Dive Brief:
- NeuroOne Medical Technologies received Food and Drug Administration clearance for a minimally invasive nerve ablation system to treat trigeminal neuralgia, a condition that causes severe, chronic facial pain.
- Trigeminal neuralgia is typically treated with medication or invasive procedures. NeuroOne’s OneRF ablation system uses radiofrequency energy to create lesions to interrupt pain signals.

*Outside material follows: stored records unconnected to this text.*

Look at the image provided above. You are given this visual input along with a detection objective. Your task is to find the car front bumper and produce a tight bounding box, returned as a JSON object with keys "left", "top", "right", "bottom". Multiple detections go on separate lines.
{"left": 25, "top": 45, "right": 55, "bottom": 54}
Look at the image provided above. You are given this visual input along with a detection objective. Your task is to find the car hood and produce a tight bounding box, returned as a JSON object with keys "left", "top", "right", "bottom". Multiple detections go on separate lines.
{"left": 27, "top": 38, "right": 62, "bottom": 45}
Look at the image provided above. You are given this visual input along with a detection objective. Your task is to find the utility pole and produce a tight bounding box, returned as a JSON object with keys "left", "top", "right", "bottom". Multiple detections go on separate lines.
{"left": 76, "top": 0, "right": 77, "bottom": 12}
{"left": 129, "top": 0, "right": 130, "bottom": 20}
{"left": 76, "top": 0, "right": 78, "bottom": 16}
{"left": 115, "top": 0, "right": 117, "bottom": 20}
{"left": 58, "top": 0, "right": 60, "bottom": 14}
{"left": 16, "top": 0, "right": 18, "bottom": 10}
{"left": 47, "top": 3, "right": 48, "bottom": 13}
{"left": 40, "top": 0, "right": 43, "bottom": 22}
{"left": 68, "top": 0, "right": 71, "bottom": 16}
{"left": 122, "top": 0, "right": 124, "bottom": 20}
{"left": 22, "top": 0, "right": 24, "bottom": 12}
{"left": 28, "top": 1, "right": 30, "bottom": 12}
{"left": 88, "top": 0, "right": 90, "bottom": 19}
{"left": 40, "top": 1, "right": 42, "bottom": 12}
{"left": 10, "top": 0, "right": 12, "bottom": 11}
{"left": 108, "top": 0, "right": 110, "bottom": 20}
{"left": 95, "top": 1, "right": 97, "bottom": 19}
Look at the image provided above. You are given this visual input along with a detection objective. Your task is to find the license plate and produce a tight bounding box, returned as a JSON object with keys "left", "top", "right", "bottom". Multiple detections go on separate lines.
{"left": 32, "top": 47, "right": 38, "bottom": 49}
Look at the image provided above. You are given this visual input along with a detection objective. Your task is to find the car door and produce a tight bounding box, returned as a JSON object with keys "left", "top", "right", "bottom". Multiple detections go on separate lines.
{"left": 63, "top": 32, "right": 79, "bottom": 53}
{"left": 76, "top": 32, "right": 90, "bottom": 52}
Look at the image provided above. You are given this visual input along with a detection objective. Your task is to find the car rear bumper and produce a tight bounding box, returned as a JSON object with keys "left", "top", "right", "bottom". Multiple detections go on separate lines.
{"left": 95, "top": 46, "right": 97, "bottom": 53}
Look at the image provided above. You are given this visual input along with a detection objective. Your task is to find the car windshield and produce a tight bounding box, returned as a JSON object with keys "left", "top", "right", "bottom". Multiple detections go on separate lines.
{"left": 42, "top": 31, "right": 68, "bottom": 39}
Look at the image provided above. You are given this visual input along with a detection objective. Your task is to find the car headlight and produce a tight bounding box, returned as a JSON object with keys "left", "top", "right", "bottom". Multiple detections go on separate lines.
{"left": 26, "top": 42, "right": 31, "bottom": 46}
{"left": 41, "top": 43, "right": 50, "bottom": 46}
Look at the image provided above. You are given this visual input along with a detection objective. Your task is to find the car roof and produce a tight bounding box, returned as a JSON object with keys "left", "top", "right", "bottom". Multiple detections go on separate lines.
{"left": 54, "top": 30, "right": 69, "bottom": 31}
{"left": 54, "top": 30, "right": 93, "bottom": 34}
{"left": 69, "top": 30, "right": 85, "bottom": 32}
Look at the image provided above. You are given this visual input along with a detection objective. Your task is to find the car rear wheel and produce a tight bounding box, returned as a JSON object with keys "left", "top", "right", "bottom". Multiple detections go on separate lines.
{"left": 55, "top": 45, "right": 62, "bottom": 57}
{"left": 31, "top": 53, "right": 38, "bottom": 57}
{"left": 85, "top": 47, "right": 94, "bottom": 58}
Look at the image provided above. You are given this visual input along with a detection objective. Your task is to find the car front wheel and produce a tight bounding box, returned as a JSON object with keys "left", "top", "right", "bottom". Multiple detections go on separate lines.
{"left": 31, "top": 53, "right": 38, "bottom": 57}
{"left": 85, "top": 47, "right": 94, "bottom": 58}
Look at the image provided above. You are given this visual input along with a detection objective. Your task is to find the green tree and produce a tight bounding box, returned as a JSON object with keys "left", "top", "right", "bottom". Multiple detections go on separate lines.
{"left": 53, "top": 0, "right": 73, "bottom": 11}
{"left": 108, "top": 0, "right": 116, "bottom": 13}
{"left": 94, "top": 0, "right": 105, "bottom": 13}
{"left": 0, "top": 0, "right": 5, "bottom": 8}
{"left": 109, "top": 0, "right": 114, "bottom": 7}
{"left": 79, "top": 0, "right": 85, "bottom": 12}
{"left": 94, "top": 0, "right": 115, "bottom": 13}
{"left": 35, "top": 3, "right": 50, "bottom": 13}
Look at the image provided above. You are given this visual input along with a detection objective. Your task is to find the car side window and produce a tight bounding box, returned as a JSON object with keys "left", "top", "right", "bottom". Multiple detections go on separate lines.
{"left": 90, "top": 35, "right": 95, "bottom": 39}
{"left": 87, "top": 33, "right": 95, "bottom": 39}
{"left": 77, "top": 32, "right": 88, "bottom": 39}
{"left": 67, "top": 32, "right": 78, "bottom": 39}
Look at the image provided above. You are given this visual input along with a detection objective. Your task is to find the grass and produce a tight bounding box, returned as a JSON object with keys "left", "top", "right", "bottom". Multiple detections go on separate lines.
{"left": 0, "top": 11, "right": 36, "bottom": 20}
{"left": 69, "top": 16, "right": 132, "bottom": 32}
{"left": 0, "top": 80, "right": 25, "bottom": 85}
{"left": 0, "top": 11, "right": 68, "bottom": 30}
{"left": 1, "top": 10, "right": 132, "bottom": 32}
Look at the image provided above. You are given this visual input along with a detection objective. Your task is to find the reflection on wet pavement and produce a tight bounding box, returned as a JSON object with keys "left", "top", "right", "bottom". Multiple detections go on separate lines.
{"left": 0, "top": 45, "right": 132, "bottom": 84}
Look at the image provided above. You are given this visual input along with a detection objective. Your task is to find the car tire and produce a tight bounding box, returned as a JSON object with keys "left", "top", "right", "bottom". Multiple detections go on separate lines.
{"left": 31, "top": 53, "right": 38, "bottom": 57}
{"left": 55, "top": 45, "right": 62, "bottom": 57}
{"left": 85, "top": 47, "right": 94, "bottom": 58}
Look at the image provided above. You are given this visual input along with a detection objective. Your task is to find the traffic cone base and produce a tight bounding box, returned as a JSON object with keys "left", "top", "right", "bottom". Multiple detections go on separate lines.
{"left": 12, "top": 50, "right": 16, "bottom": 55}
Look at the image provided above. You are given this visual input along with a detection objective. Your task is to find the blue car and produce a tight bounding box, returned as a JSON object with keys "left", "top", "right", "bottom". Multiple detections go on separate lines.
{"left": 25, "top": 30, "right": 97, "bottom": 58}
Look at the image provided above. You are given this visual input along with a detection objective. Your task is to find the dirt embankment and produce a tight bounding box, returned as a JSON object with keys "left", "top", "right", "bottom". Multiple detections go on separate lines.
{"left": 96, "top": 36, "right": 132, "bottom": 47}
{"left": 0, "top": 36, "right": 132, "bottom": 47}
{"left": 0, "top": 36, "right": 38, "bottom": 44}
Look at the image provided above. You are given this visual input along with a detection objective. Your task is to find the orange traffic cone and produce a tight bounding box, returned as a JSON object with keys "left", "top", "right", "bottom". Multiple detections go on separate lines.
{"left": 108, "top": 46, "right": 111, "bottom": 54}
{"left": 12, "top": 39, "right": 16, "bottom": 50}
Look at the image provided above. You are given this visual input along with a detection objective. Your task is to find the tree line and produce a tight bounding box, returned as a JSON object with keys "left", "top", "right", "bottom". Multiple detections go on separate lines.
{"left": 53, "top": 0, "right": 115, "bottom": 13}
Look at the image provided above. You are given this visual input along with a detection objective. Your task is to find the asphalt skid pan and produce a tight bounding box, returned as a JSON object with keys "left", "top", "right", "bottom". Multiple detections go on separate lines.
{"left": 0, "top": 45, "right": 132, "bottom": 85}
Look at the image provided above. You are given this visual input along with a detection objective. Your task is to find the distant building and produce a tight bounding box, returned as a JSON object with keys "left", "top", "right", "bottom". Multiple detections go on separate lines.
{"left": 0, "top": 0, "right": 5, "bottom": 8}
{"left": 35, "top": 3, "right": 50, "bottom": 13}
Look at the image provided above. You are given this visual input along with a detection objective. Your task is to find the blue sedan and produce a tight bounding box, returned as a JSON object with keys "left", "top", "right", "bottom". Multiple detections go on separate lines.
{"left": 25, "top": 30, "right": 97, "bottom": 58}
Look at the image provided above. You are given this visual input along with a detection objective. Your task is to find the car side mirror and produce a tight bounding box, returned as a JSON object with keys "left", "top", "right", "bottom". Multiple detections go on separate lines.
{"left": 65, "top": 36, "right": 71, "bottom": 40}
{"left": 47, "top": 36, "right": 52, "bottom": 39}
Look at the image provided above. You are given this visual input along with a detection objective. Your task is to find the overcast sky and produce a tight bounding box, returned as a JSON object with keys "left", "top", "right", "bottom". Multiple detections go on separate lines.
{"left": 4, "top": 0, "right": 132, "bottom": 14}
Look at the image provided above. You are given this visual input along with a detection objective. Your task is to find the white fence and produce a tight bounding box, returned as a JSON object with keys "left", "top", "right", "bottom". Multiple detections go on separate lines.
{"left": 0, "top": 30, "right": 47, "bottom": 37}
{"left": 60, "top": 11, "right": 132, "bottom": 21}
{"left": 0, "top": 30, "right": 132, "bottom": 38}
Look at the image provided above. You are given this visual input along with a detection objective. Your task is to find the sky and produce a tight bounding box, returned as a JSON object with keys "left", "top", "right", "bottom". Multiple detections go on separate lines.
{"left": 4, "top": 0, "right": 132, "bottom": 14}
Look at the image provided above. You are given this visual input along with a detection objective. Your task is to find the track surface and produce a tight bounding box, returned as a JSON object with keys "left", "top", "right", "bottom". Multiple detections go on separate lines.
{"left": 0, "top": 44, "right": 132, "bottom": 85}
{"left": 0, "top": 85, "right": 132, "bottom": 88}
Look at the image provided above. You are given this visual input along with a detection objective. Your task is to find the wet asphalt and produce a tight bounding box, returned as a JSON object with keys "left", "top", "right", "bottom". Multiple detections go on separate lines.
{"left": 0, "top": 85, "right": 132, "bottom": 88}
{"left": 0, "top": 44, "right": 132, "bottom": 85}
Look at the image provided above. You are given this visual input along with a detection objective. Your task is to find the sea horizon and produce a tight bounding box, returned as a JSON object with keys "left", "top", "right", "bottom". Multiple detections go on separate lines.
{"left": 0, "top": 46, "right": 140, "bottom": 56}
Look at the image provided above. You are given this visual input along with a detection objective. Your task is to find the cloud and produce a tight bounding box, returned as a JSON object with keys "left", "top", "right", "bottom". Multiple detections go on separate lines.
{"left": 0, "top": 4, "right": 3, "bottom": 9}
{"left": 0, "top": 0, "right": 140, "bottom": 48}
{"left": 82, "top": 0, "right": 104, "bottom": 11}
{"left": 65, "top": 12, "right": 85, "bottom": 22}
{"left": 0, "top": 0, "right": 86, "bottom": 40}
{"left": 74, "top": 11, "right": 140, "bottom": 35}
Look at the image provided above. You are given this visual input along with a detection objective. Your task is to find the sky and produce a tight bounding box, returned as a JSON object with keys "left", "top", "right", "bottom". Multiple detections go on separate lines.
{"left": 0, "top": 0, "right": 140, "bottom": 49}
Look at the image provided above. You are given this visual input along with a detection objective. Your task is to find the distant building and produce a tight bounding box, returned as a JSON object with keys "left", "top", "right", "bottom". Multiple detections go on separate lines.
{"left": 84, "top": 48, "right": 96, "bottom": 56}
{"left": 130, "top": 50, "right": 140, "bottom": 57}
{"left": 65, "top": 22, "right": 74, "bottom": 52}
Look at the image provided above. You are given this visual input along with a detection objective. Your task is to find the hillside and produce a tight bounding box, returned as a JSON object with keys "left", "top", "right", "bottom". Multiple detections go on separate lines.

- NeuroOne filed its FDA submission in April, earlier than previously anticipated. The Eden Prairie, Minnesota-based company said Monday it now expects to launch the device on a limited basis in the fourth quarter of this year.
Dive Insight:
About 150,000 people a year are diagnosed with trigeminal neuralgia, according to the American Association of Neurological Surgeons. The pain is caused by irritation of the trigeminal nerve that provides sensation to the face, though the exact cause is not known. The condition is most common in people over the age of 50 and in women. A form of trigeminal neuralgia is associated with multiple sclerosis.
NeuroOne’s radiofrequency electrode targets and ablates the pain-conducting nerve fibers. The treatment may reduce procedure times and improve patient comfort and safety, the company said.
FDA clearance of the OneRF device for trigeminal neuralgia marks the company’s first expansion into the treatment of chronic pain. NeuroOne also sells its FDA-cleared OneRF sEEG brain ablation system used in neurosurgery and has a distribution agreement with Zimmer Biomet.
“We expect to pursue additional opportunities leveraging our technology platform in pain management and other therapeutic applications, such as treatment of lower back pain,” CEO Dave Rosa said in a statement.
In May, NeuroOne said FDA clearance of the trigeminal neuralgia treatment could begin to generate revenue for the company in late 2025.